C'est une liste dans laquelle figure l'ensemble de l'élite politique et économique russe, ou presque. Le Trésor américain a publié lundi soir un document, surnommé le «Kremlin Report», dont la partie déclassifiée désigne nommément ceux que Washington identifie comme des proches de Vladimir Poutine, hauts fonctionnaires et oligarques, selon les critères de leur «proximité avec le régime russe» et leur «richesse personnelle».
La liste inclut l'ensemble de l'administration présidentielle, de son chef, Anton Vaino, au porte-parole du Kremlin, Dmitri Peskov ; le gouvernement (le Premier ministre, Dmitri Medvedev, le ministre de la Culture, Vladimir Medinski, ou encore le chef de la diplomatie, Sergeï Lavrov) ; les porte-parole du Sénat et de la Douma ; les dirigeants des compagnies d'Etat Gazprom et Rosneft, et 96 «oligarques» (les entrepreneurs russes qui, selon Forbes, pèsent plus d'un milliard de dollars). Mais aussi le maire de Moscou, le gouverneur de Saint-Pétersbourg et le directeur du FSB.
Ce «Who’s Who» vient compléter une loi adoptée l’été dernier par le Congrès américain qui vise à punir la Russie pour son intervention en Ukraine, son ingérence dans les élections américaines et ses atteintes aux droits de l’homme.
Au Kremlin, où le document était attendu avec nervosité, on joue la placidité : «C'est, bien entendu, un acte inamical, il complique les relations russo-américaines, déjà difficiles, a réagi mardi Vladimir Poutine. Nous étions prêts à prendre des mesures de représailles, assez sérieuses.

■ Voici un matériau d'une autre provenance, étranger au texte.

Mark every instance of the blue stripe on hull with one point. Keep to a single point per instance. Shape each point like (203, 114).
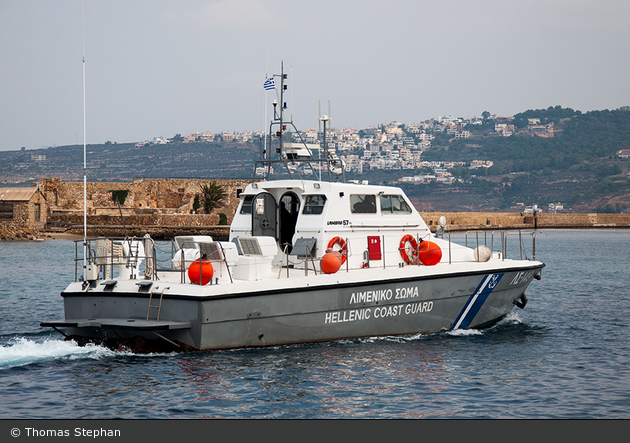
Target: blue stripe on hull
(476, 301)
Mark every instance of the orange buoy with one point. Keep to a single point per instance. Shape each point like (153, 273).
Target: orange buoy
(330, 262)
(429, 253)
(200, 272)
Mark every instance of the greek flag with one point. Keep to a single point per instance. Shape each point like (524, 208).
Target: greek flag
(269, 84)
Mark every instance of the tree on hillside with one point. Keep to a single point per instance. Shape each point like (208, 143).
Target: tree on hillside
(213, 196)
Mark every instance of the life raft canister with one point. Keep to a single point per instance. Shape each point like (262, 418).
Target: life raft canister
(411, 258)
(200, 271)
(342, 244)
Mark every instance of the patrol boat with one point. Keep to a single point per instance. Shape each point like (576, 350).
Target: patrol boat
(307, 260)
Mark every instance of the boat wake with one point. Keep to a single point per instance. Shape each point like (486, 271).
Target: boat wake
(22, 351)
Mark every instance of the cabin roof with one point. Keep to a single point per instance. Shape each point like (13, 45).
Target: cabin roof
(17, 194)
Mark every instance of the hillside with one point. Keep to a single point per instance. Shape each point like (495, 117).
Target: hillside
(573, 162)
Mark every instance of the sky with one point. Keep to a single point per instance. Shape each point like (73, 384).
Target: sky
(165, 67)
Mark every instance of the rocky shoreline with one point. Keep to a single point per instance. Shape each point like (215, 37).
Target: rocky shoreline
(456, 221)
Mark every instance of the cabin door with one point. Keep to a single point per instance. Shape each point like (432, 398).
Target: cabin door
(289, 210)
(264, 215)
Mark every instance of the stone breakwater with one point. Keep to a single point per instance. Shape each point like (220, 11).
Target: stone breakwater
(11, 233)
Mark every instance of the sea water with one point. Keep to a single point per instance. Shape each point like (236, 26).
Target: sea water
(566, 355)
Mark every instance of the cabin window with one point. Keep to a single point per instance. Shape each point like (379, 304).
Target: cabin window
(314, 204)
(394, 204)
(363, 204)
(246, 208)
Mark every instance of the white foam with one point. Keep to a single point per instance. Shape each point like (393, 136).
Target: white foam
(22, 351)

Mais nous allons pour l'instant nous abstenir.»
«Il y a eu comme un soupir de soulagement à Moscou, constate la politologue Tatiana Stanovaya. Cette liste est tellement exhaustive qu'elle n'a pas de fonction politique immédiate. Elle ne peut pas être un outil pour introduire un clivage au sein de l'élite russe entre ceux qui soutiennent Poutine et ceux qui seraient prêts à prendre leurs distances. Les détracteurs de Poutine sont déçus, et ceux qui soupçonnent Trump de jouer le jeu de Moscou le soupçonnent encore plus.»
«Ce n'est pas une liste de sanctions», précise ce document, qui sera présenté au Congrès à Washington mais n'a aucune valeur juridique. L'effet recherché est avant tout psychologique et symbolique : lister des candidats potentiels aux sanctions dans laquelle les autorités américaines pourront piocher à leur guise, au gré de l'exacerbation des tensions. Y sont désignées les personnes avec lesquelles il devient risqué de faire des affaires. Une épée de Damoclès.